Definition: Given two bijections $f,g:\mathbb{S}^1\to \mathbb{S}^1$ and $\mathcal{P}$ a partition of $\mathbb{S}^1$ (a partition of $\mathbb{S}^1$ is a finite disjoint collection of nonempty subsets whose union is $\mathbb{S}^1$). We say that $f$ and $g$ are $\mathcal{P}$-close if for every $x\in \mathbb{S}^1$ the set $\{f(x),g(x)\}$ is contained in a element of $\mathcal{P}$.

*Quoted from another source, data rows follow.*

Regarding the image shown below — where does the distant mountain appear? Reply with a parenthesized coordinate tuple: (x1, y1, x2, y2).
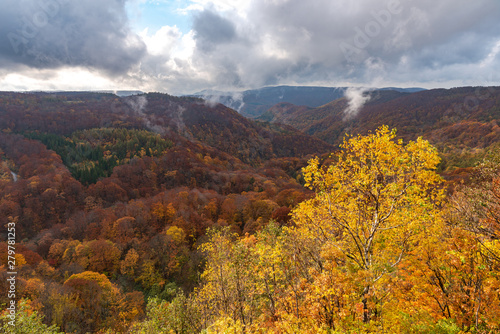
(25, 90, 144, 97)
(260, 87, 500, 172)
(113, 90, 144, 97)
(133, 93, 334, 164)
(191, 86, 426, 118)
(0, 91, 332, 165)
(5, 86, 496, 174)
(378, 87, 426, 93)
(259, 90, 410, 124)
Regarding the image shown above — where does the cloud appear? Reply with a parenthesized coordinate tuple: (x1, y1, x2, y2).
(193, 9, 237, 52)
(0, 0, 146, 75)
(0, 67, 119, 91)
(170, 0, 500, 93)
(186, 0, 251, 16)
(125, 94, 167, 134)
(343, 87, 371, 120)
(140, 26, 183, 56)
(1, 0, 500, 94)
(199, 90, 245, 112)
(125, 95, 148, 115)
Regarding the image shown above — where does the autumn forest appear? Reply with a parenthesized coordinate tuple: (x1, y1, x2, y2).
(1, 88, 500, 333)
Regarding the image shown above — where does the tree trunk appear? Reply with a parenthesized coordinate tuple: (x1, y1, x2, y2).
(362, 286, 370, 323)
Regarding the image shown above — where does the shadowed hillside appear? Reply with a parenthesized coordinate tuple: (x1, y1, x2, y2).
(0, 92, 333, 165)
(261, 87, 500, 171)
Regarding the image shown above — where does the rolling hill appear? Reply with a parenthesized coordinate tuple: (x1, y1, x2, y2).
(260, 87, 500, 172)
(0, 91, 332, 166)
(192, 86, 425, 118)
(1, 87, 500, 333)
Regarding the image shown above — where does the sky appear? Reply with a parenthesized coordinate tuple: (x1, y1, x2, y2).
(0, 0, 499, 95)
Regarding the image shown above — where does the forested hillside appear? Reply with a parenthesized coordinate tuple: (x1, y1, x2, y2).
(0, 92, 332, 164)
(192, 86, 424, 118)
(0, 92, 327, 333)
(262, 87, 500, 174)
(0, 91, 499, 333)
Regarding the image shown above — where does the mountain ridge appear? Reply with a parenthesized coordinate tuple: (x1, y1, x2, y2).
(260, 86, 500, 172)
(190, 85, 426, 118)
(0, 91, 333, 166)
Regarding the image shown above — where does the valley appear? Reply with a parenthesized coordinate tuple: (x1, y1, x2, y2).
(0, 87, 499, 333)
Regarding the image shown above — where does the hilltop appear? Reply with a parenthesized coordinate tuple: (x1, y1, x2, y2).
(191, 86, 425, 118)
(260, 87, 500, 172)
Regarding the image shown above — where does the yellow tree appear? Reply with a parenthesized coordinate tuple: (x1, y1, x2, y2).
(292, 126, 443, 327)
(428, 153, 500, 332)
(63, 271, 121, 332)
(448, 154, 500, 264)
(196, 227, 259, 331)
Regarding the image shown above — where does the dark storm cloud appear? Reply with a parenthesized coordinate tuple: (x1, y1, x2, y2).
(186, 0, 500, 91)
(0, 0, 146, 74)
(1, 0, 499, 93)
(193, 9, 237, 52)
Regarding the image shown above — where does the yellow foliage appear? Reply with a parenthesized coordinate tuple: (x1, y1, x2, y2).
(151, 202, 176, 223)
(205, 316, 245, 334)
(166, 126, 500, 333)
(166, 226, 187, 245)
(120, 248, 140, 276)
(14, 253, 27, 267)
(292, 126, 444, 327)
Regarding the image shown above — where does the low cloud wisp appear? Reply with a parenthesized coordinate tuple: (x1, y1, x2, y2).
(343, 87, 371, 120)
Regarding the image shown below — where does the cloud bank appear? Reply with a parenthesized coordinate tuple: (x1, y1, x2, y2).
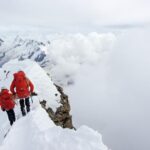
(46, 32, 116, 85)
(66, 27, 150, 150)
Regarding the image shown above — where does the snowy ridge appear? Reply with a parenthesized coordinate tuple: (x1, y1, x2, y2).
(0, 107, 108, 150)
(0, 59, 61, 112)
(0, 59, 61, 143)
(0, 59, 108, 150)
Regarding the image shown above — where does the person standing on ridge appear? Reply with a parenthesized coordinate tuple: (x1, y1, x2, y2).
(10, 70, 34, 116)
(0, 87, 16, 125)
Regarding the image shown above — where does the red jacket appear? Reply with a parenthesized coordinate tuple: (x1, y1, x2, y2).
(0, 89, 15, 110)
(10, 71, 34, 99)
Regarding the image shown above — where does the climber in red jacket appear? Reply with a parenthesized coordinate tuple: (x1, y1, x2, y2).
(10, 70, 34, 116)
(0, 87, 16, 125)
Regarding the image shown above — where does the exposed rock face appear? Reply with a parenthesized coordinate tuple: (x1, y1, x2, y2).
(40, 84, 75, 129)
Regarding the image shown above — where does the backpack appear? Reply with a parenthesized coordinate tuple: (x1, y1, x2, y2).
(14, 71, 29, 93)
(0, 89, 15, 110)
(1, 92, 11, 102)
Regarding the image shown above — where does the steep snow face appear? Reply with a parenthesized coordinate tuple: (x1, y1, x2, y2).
(0, 107, 108, 150)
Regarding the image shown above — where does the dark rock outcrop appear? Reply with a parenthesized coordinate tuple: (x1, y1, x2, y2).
(0, 38, 4, 46)
(40, 84, 75, 129)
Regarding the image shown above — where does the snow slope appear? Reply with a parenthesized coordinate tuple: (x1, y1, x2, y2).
(0, 59, 60, 143)
(0, 59, 61, 112)
(0, 107, 108, 150)
(0, 59, 108, 150)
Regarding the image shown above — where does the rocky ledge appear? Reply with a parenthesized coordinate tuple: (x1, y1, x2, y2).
(40, 84, 75, 129)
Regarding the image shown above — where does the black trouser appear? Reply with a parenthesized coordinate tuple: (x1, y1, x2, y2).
(6, 109, 16, 126)
(19, 97, 30, 116)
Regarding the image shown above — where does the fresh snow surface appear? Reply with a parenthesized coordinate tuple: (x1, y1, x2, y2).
(0, 106, 108, 150)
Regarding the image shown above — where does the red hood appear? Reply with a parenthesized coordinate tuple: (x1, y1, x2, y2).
(1, 89, 9, 94)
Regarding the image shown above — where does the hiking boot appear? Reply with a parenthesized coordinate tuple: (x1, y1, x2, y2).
(26, 107, 30, 113)
(21, 109, 26, 116)
(10, 120, 13, 126)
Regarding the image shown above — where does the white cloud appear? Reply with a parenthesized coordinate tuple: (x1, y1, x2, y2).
(0, 31, 116, 85)
(46, 32, 116, 85)
(66, 27, 150, 150)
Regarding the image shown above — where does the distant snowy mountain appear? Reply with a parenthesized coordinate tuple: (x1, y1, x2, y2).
(0, 36, 49, 68)
(0, 33, 116, 85)
(0, 59, 108, 150)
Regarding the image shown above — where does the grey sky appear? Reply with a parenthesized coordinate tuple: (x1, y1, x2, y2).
(0, 0, 150, 30)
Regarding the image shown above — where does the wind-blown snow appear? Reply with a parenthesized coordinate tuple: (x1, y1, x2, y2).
(0, 106, 108, 150)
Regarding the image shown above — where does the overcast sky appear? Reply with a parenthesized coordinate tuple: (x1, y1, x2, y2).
(0, 0, 150, 31)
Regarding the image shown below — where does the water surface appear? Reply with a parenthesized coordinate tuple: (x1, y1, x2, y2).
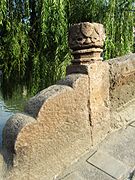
(0, 99, 14, 146)
(0, 94, 28, 146)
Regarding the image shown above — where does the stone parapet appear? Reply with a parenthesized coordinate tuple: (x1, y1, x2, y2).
(1, 22, 135, 179)
(3, 75, 92, 180)
(109, 54, 135, 129)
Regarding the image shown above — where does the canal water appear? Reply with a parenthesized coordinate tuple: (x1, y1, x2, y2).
(0, 98, 14, 146)
(0, 93, 28, 146)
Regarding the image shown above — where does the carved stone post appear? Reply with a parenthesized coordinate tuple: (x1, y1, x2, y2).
(67, 22, 105, 74)
(67, 22, 110, 144)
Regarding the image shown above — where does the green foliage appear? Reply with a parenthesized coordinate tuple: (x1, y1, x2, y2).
(0, 0, 70, 98)
(69, 0, 134, 59)
(104, 0, 134, 59)
(0, 0, 6, 25)
(32, 0, 70, 93)
(0, 0, 134, 99)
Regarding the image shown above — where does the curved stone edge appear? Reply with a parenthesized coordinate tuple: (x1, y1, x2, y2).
(1, 76, 76, 170)
(2, 113, 36, 154)
(2, 74, 92, 180)
(2, 76, 75, 154)
(24, 74, 82, 118)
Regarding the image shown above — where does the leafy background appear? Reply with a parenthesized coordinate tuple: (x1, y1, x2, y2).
(0, 0, 134, 100)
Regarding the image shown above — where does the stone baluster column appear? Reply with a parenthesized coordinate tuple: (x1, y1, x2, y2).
(67, 22, 110, 144)
(67, 22, 105, 74)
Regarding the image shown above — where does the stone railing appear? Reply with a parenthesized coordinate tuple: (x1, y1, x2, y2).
(109, 54, 135, 128)
(1, 22, 135, 180)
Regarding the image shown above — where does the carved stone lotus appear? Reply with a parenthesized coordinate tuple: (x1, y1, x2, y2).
(68, 22, 105, 64)
(69, 22, 105, 50)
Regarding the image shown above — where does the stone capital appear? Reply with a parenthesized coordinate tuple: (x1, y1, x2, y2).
(68, 22, 105, 64)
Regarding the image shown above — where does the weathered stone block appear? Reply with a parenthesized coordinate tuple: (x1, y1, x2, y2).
(3, 75, 92, 180)
(66, 62, 110, 145)
(109, 54, 135, 129)
(87, 61, 110, 144)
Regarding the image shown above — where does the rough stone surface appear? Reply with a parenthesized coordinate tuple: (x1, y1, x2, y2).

Let $R:\mathbb{S}^1\to \mathbb{S}^1$ be a rotation such that $R(x)=(x+\frac{1}{\pi}) \mod\ 1$.
I would like to know if $R$ satisfies the following property: Given a partition $\mathcal{P}$, there exists a partition $\mathcal{Q}$ such that if $g:\mathbb{S}^1\to \mathbb{S}^1$ is a bijection $\mathcal{Q}$-close with $R$ then there is a map $h:\mathbb{S}^1\to \mathbb{S}^1$ such that
- $h\circ g=R\circ h$
- $h$ is $\mathcal{P}$-close with the identity map $I$ in $\mathbb{S}^1$.
Note: The identity map $I$ satisfies that property. In fact, given $\mathcal{P}=\{A_1,\cdots,A_k\}$ is suffcient to take $\mathcal{Q}=\mathcal{P}$. Let $g:\mathbb{S}^1\to \mathbb{S}^1$ be a bijection $\mathcal{Q}$-close with $I$. Fix a finite collection $\{a_1,\cdots,a_k\}$ where $a_i\in A_i$. Hence the map $h:\mathbb{S}^1\to \mathbb{S}^1$ such that $h(y)=g(a_i)$ whenever $y\in A_i$ satisfies: $h\circ g=h$ and it is $\mathcal{P}$-close with $I$.